Artist’s rendering of a cross-section of the Great Pyramid showing the newly discovered void (represented as a white area) above the large inclined corridor known as grand gallery.

ScanPyramids mission

Cosmic rays reveal unknown void in the Great Pyramid of Giza

Some 4500 years ago, the ancient Egyptians built the Great Pyramid of Giza as a tomb for the pharaoh Khufu, also known as Cheops, one that would ferry him to the afterlife. Now, using subatomic particles raining down from the heavens, a team of physicists has found a previously unknown cavity within Khufu’s great monument.

“Such a big void can’t be an accident,” says Mehdi Tayoubi, president of the non-profit Heritage Innovation Preservation Institute in Paris, who led the research. The discovery has already stirred the interest of archaeologists and particle physicists alike.

Made of an estimated 2.3 million stone blocks and standing 140 meters tall and 230 meters wide, the Great Pyramid is an engineering mystery, much like its two smaller sister pyramids, Khafre’s and Menkaure’s. Archaeologists know that it was built for Khufu, who died in 2566 B.C.E. But they have long wondered exactly how the pyramid was constructed and structured.

Now, archaeologists are getting help from an unlikely source: cosmic rays, subatomic particles that rain down from space. In fact, a team of physicists has found a previously unknown void within the pyramid by imaging it with muons, high-energy byproducts of cosmic rays that are created when protons and other atomic nuclei strike the atmosphere.

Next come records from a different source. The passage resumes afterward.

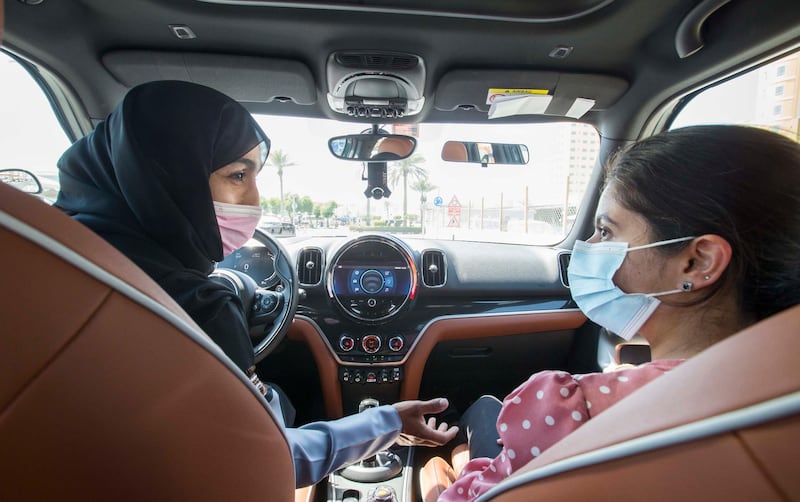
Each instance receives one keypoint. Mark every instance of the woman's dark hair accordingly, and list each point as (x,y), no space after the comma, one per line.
(741,183)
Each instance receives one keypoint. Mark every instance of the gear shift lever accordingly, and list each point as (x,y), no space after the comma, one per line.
(382,466)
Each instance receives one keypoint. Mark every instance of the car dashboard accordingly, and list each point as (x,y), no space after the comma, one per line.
(392,318)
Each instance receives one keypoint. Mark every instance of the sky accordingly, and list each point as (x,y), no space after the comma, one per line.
(34,140)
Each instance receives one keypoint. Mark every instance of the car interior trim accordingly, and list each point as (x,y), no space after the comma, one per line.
(241,80)
(58,249)
(444,328)
(570,10)
(773,409)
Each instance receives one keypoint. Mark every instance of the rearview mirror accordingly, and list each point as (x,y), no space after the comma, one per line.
(21,180)
(485,153)
(372,147)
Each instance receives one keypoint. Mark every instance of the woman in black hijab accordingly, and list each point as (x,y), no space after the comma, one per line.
(141,181)
(169,180)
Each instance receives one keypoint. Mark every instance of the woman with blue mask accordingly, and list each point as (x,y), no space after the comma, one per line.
(697,236)
(169,180)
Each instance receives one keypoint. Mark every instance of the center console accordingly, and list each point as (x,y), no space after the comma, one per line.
(383,477)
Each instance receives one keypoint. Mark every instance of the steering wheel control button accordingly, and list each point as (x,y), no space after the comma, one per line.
(346,343)
(371,344)
(396,343)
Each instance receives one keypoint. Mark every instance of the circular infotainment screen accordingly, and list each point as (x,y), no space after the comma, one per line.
(372,278)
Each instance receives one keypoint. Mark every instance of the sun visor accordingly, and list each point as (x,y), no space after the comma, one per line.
(509,92)
(244,78)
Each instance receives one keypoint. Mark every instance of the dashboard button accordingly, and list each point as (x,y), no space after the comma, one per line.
(396,343)
(371,344)
(346,343)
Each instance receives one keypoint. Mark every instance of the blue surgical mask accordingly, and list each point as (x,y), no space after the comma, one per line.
(590,272)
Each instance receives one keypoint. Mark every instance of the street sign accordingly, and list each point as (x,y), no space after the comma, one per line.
(454,207)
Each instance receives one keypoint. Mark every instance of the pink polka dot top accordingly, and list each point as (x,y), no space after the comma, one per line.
(540,412)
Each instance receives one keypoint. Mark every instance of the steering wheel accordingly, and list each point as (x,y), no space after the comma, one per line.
(270,306)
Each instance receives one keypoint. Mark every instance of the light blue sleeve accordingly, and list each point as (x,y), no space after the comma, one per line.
(320,448)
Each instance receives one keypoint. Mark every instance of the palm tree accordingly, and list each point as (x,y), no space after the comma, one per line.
(423,186)
(280,160)
(403,169)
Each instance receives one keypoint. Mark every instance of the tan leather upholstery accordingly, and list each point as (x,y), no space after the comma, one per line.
(750,462)
(109,390)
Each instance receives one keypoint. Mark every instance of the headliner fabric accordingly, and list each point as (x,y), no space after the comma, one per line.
(141,181)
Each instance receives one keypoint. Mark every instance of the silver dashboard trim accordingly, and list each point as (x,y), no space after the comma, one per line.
(422,333)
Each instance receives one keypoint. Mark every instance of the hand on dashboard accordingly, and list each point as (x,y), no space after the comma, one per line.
(417,431)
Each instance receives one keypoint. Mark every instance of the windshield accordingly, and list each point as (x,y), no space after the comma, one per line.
(430,197)
(310,192)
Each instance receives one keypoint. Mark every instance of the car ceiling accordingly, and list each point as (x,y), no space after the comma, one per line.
(273,55)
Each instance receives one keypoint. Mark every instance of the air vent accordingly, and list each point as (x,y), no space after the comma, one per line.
(434,269)
(309,266)
(376,61)
(563,264)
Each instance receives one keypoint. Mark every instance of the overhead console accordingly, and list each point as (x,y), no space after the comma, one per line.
(377,85)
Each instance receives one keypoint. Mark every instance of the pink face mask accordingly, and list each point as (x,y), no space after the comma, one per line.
(236,224)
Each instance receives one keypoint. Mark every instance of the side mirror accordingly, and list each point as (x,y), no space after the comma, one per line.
(372,147)
(485,153)
(21,180)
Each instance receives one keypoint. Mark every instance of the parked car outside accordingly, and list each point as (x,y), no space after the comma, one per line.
(275,226)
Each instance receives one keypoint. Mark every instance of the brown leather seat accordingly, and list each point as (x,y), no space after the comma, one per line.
(725,425)
(109,390)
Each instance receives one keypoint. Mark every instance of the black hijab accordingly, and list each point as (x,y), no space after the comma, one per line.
(141,181)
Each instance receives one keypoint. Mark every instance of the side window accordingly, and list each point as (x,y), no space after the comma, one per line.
(30,136)
(768,96)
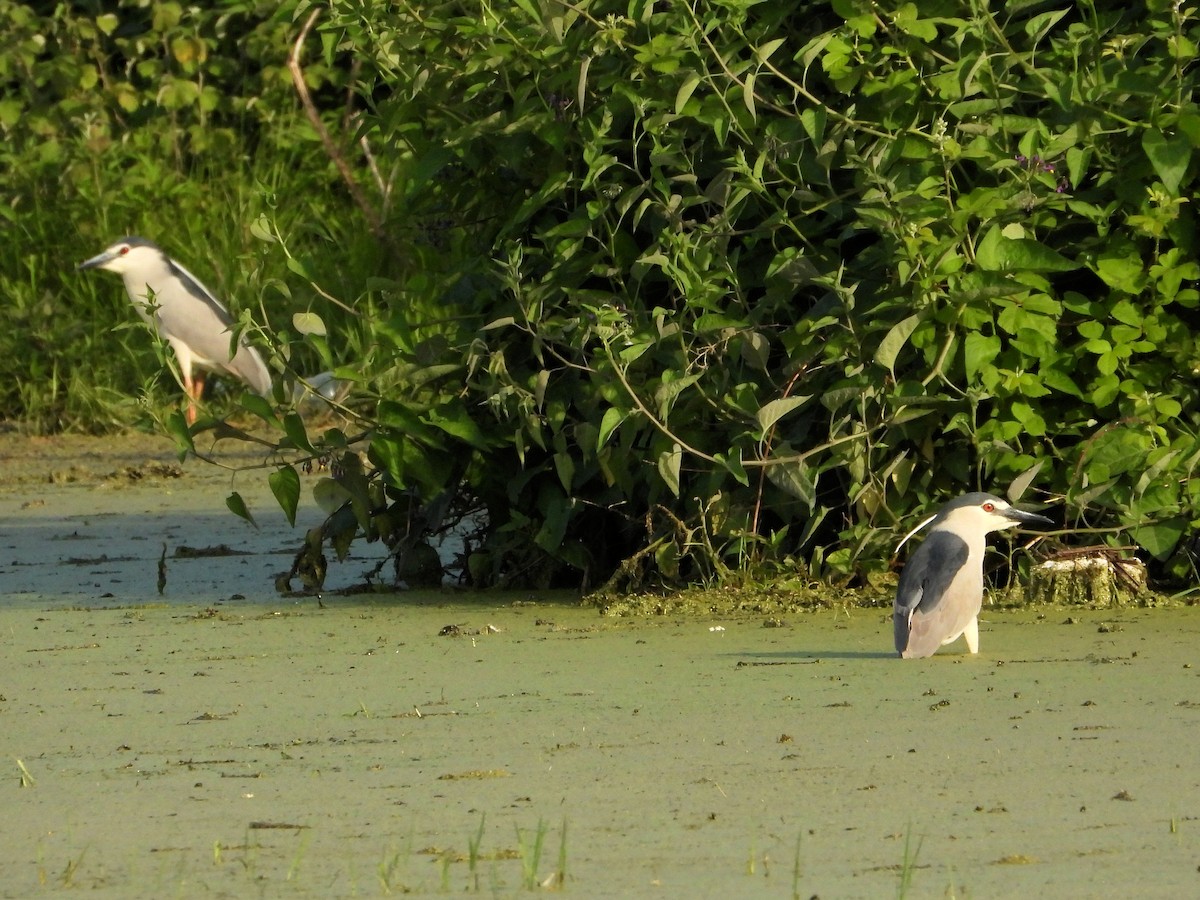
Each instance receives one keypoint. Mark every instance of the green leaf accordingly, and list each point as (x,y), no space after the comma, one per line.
(1127,274)
(1161,538)
(456,421)
(797,479)
(685,90)
(177,426)
(286,486)
(609,424)
(1023,481)
(1169,156)
(297,432)
(1000,253)
(309,323)
(979,352)
(238,507)
(330,496)
(670,462)
(777,409)
(894,341)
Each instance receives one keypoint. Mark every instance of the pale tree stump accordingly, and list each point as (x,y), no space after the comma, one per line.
(1087,576)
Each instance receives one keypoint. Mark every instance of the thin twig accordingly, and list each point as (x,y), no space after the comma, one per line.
(327,141)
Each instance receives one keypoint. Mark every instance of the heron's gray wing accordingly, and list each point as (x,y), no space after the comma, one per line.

Every minute, tens of thousands of muons pass through each square meter of Earth. The particles are much like electrons but 207 times as massive. Because they’re so heavy, the negatively charged particles can travel through hundreds of meters of stone before being absorbed—whereas electrons make it only a few centimeters. So just as doctors use x-rays to look into our bodies, physicists can use muons to peek into thick structures—from volcanoes to disabled nuclear power plants. To do that, all researchers need to do is to place a muon detector, such as tile-sized special photographic films, underneath, within, or near an object and count the number of muons coming through the thing in different directions.

One of the first times scientists used muon imaging was to search for hidden chambers in Khafre’s pyramid at Giza in the late 1960s. None was discovered. This time around, after a 2016 experiment revealed anomalies that could indicate something behind its walls, scientists set out to image Khufu’s pyramid. To do that they placed various direction-sensitive muon detectors in the queen’s chamber and in an adjacent corridor within the pyramid and at its base on the north side, and analyzed the collected data every 2 to 5 months. As proof of principle, they confirmed the presence of three known large cavities: the queen’s and king’s chambers, and a long corridor that connects them, known as the grand gallery.

But, just above the grand gallery the researchers also spotted a new void area, they report today in Nature. The new cavity is nearly 8 meters high, 2 meters wide, and at least 30 meters long—like a cathedral, but much narrower—and it rises 20 meters above the ground in the pyramid’s core.

The scientists have “seen” the void using three different muon detectors in three independent experiments, which makes their finding very robust, says Lee Thompson, an expert in particle physics at the University of Sheffield in the United Kingdom who was not involved in the work. But the cavity’s detailed structure remains unclear: It might be one or many adjacent compartments, and could be horizontal or slanted.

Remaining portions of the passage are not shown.